Anais sale detrás de él. Como siempre, me sorprende lo fuerte y decidida que se muestra cuando está sola y el perro faldero en el que se convierte cuando Vlad está a su lado. Siempre me ha dado la impresión de que, de una forma retorcida que no llego a comprender, está enamorada de él.
—Babushka, ha llegado una chica nueva, te la dejo a ti. Ya sabes qué hacer —dice mi amiga justo antes de cerrar la puerta.
—Sí, ya sé qué hacer... —musito triste.
Me dirijo al zulo donde dejan a las jóvenes recién llegadas; cada paso que doy en dirección a la sombría estancia me hiere. Me parece que hace una eternidad desde que yo misma me desperté atemorizada en esa sala. Por una deuda. Había llegado allí para pagar lo que debía otro, esperando que el cliente quedase satisfecho por mis servicios y todo quedase liquidado.

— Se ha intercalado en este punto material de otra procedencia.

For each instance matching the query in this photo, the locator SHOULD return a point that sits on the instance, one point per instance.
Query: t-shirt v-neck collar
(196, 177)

Cabeceo en un acto inútil de alejar las lágrimas que de nuevo emborronan mi visión; hoy no es mi día, no dejo de recordar cosas de mi pasado. Algo está cambiando en mí, quizá me estoy rindiendo... Tal vez, la cáscara vacía en la que me he convertido, se esté resquebrajando... O quizá lo que me sucede es que voy a tener que revivir el pasado de nuevo, a través de la mirada asustada de la chica que ahora paga, con toda probabilidad, la deuda de algún gilipollas por el que no merece la pena soltar ni una puta lágrima, pero que por su culpa y su ceguera está aquí, penando, como yo.
Puedo imaginar la situación, la misma que viví yo, o parecida, pero con igual resultado; ha dado con sus tiernos huesos en este infierno helado.
Abro la puerta de la sucia y oscura estancia y siento que el mundo se me viene encima y no puedo con el peso... es como verme de nuevo, desde fuera. Ahora tengo que actuar con esa joven igual que Anais hizo conmigo cuando desperté aturdida y asustada en ese asqueroso agujero.